In the earlier article, Lowest Common Ancestor (BST), I discussed how you can use the special ordering of a Binary Search Tree to quickly and easily identify the Lowest Common Ancestor of two nodes. Of course, not all trees are BSTs and so in this article we’ll look at a way of finding the LCA in a non-BST.

So, just to keep things simple I am actually going to use the same code as before, but with a modified find_lca function. This means the tree is actually a BST; however, it is important to note that this is an irrelevancy since we’re not making use of the BST’s ordering properties and that this algorithm would work on any binary tree.

There are a number of ways this can be done. One naive way is to perform a recursive Depth First Search (DFS) to ensure that the two nodes we’re looking for are both either on the left or the right of the current node. If they’re on the left we perform a recursive search on the left child. If they’re both on the right we perform a recursive search on the right child. If they fall either side we’ve found the LCA.

The problem with this approach is the search time is quadratic, order O(n^2). Why? Because we have to keep searching the same nodes over and over, only dropping down one level in the tree each time, until we find the LCA. Can we do better? Well, yes we can – as long as we’re prepared to trade a little time for a little space.

Since the DFS is generally performed recursively (although it can be performed iteratively using a real stack) we can, as the stack unwinds, store the node at each level. This will, effectively, allow us to trace out the route from the node in question back to the root node.

If we do this for both nodes we’ll have two lists. If we then compare those lists side-by-side we’ll see that the nodes, up to a certain point, match. Where the last item in the list that matches is the point of divergence and, this, the LCA.
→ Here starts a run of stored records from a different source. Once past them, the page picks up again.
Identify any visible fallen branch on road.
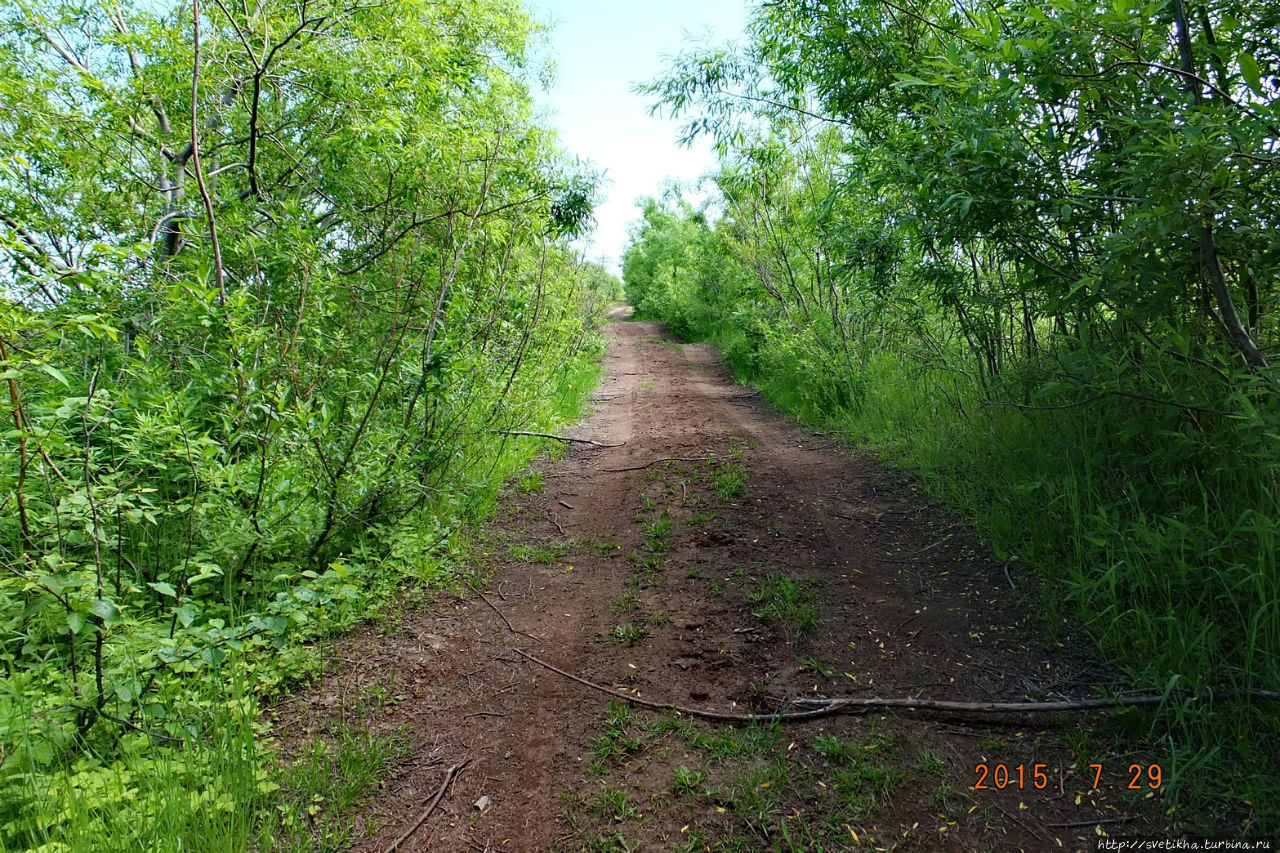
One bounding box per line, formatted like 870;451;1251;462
384;759;471;853
515;649;1280;721
601;456;721;473
493;430;624;447
514;649;833;722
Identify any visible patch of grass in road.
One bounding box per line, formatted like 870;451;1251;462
509;535;618;564
613;589;641;612
814;732;904;821
509;539;572;563
671;765;707;795
588;701;645;776
796;655;835;677
606;621;649;646
566;704;921;851
591;787;641;822
687;721;782;760
641;511;674;552
747;573;819;636
709;461;748;501
584;832;641;852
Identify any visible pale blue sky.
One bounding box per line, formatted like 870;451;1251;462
526;0;753;272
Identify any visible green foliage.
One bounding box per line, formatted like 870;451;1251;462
629;0;1280;832
0;0;607;846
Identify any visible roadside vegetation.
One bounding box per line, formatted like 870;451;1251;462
624;0;1280;834
0;0;621;847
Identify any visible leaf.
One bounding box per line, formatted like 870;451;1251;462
67;612;85;634
1239;51;1262;93
89;598;120;624
148;581;178;598
38;363;70;387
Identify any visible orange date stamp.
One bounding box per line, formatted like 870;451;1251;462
973;762;1163;792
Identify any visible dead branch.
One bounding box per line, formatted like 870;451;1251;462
601;456;721;473
478;593;539;642
383;759;470;853
516;650;1280;721
514;650;836;722
493;430;623;448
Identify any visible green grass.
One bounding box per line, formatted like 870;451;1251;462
747;573;819;637
605;621;650;647
509;539;573;563
590;787;641;822
588;702;645;776
687;722;781;760
709;462;748;501
515;471;545;494
814;733;903;821
613;589;641;612
641;511;674;552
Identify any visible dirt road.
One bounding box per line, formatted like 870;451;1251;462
282;318;1155;851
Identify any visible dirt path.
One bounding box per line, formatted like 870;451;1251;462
279;318;1161;852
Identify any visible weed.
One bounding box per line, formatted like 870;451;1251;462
815;733;903;820
671;765;707;795
710;462;748;501
796;655;835;677
588;701;644;775
931;779;968;815
635;554;665;574
642;511;674;552
690;511;716;524
591;787;641;822
509;539;572;564
748;573;819;636
613;590;641;612
516;471;545;494
722;759;789;823
645;610;671;626
606;621;649;646
913;748;946;775
266;723;408;851
647;712;696;738
585;832;640;852
688;722;781;759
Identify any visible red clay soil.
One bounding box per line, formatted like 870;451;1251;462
274;316;1167;852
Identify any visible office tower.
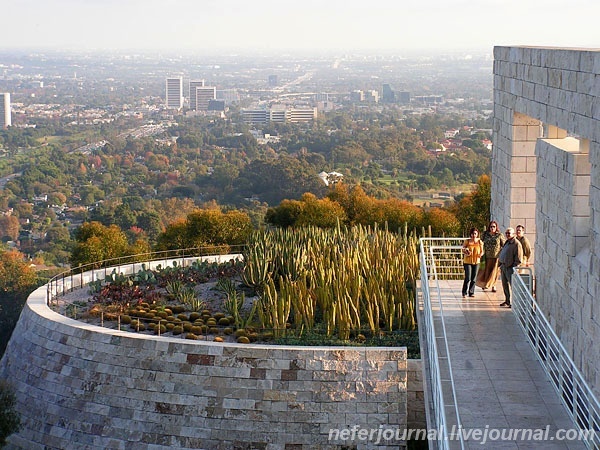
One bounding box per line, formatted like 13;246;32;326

Consider the following tree:

8 / (3) 9 / [1] 6 / 4 [7]

From the tree, above, we can note the following:

- If we were to dispatch a search for [1] we’d end up with a list of 8->3->1.
- If we were to dispatch a search for [1] we’d end up with a list of 8->3->6->7.
- If we compare these two lists we see that 3 is the point of divergence and the LCA!

We’ve effectively traded a little liner space, order O(n), for a quadratic time complexity. The overall time complexity of this is now, also, liner; corresponding to the number of nodes in the tree. I’d say that’s a pretty reasonable trade-off.

Here’s the code.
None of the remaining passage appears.